Week in and week out, they do this. Week in and week out, they lose.
Sure, the money goes to some charities, but do not forget that a lot of it goes into huge profits for those who run the lottery. That is why over the past few months there has been such a massive fight over who gets the lottery licence when Uthingo's licence expired on Saturday.
All that said, the lottery has been ongoing for a long time now and those who partake of its dubious pleasures should not have their weekly fix interrupted. Certainly not in the manner that it has been by the incompetence and sheer lack of foresight by the Trade and Industry Department. Minister Mandisi Mpahlwa should have foreseen that there would be intense jockeying for this licence and concluded the process a long time ago. Instead, the announcement was made only a few months ago and the resultant legal challenges have caused the suspension of the lottery until the matter is resolved.
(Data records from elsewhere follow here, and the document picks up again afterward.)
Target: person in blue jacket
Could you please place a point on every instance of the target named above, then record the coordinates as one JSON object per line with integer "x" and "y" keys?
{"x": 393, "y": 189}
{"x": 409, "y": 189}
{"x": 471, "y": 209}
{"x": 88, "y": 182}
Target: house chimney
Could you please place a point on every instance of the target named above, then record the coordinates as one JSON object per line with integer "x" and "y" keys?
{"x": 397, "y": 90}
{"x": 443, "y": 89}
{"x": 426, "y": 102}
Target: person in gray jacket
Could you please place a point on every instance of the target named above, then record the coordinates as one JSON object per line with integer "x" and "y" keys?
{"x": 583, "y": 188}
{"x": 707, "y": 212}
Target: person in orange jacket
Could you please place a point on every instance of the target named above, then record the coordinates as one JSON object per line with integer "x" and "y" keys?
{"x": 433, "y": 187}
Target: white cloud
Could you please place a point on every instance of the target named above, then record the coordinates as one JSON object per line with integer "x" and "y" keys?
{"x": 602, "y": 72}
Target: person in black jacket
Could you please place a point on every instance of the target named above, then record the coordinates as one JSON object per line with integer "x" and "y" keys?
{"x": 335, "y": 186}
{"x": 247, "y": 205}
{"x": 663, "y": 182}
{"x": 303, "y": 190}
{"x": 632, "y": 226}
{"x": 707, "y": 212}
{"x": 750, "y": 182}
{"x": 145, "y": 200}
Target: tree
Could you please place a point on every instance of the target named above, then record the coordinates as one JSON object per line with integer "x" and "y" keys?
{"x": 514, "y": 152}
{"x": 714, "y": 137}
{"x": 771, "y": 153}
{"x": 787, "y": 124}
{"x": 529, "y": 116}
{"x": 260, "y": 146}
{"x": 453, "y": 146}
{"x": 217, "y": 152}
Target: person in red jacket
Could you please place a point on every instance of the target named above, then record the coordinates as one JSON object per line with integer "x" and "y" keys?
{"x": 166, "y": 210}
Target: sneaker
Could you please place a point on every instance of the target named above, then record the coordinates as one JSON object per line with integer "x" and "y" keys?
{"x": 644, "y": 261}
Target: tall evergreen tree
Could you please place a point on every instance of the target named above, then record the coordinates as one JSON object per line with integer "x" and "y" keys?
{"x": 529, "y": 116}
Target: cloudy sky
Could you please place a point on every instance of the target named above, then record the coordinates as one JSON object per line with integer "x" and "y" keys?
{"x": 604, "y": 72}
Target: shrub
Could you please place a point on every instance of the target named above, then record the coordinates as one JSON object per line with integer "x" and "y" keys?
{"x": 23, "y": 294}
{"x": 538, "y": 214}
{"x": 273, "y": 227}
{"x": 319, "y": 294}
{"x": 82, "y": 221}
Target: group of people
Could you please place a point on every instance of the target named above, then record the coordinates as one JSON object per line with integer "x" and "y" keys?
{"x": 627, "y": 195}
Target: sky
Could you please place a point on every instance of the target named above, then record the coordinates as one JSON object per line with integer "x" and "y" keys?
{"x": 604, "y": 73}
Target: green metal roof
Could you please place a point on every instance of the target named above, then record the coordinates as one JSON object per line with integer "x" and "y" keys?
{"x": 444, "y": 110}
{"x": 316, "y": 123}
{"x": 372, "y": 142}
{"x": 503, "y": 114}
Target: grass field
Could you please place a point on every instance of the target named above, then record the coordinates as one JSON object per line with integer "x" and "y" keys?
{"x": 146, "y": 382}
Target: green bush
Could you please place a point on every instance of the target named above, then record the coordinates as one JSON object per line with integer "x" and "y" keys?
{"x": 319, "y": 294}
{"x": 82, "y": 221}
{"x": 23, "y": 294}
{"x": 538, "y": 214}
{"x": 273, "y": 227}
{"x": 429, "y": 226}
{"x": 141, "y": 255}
I know that in the greater scheme of things this is a mere lottery and in fact not many people will be affected - bar the fact that profits won't be accruing to the licence holders. However, what has happened shows a terrible trend that is developing in this country: we are late with things because we do not plan properly.
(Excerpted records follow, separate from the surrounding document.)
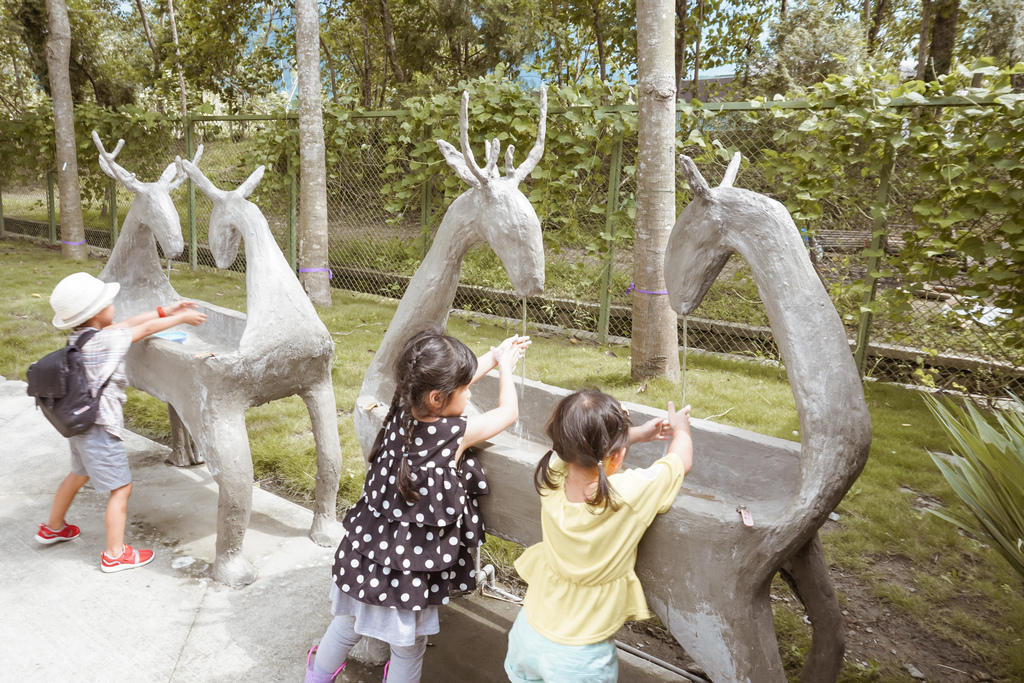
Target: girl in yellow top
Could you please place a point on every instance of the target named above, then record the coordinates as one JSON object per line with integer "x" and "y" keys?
{"x": 583, "y": 586}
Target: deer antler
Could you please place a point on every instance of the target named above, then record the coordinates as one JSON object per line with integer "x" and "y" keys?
{"x": 482, "y": 175}
{"x": 112, "y": 168}
{"x": 203, "y": 182}
{"x": 180, "y": 176}
{"x": 693, "y": 177}
{"x": 535, "y": 155}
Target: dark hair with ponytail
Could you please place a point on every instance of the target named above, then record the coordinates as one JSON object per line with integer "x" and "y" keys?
{"x": 429, "y": 360}
{"x": 586, "y": 428}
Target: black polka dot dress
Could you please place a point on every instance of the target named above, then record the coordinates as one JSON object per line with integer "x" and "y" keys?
{"x": 411, "y": 555}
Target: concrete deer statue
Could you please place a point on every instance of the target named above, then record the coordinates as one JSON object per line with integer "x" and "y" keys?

It is a bit like the fact that Eskom cannot seem to provide electricity for the people. We are now beginning to take it as given that we will have electricity cuts and no one at Eskom wants to take responsibility for that. No one, for example, wants to take responsibility for the fact that we are not building enough roads to deal with our responsibilities.
Both these examples are an illustration of the lack of forward planning that is taking root in our government. Mpahlwa and his department failed to plan. Is he going to take responsibility for this embarrassing debacle?
I bet you he will not. I bet you no one will be censured and fired for this. Mpahlwa will continue in his job as though everything is hunky-dory. His officials will do the same.
The culture of sheer incompetence continues unabated.
Our people will continue to lose faith in our government and its institutions if this sort of thing continues. No one is punished for anything. Bad service becomes the norm. It is a disgrace.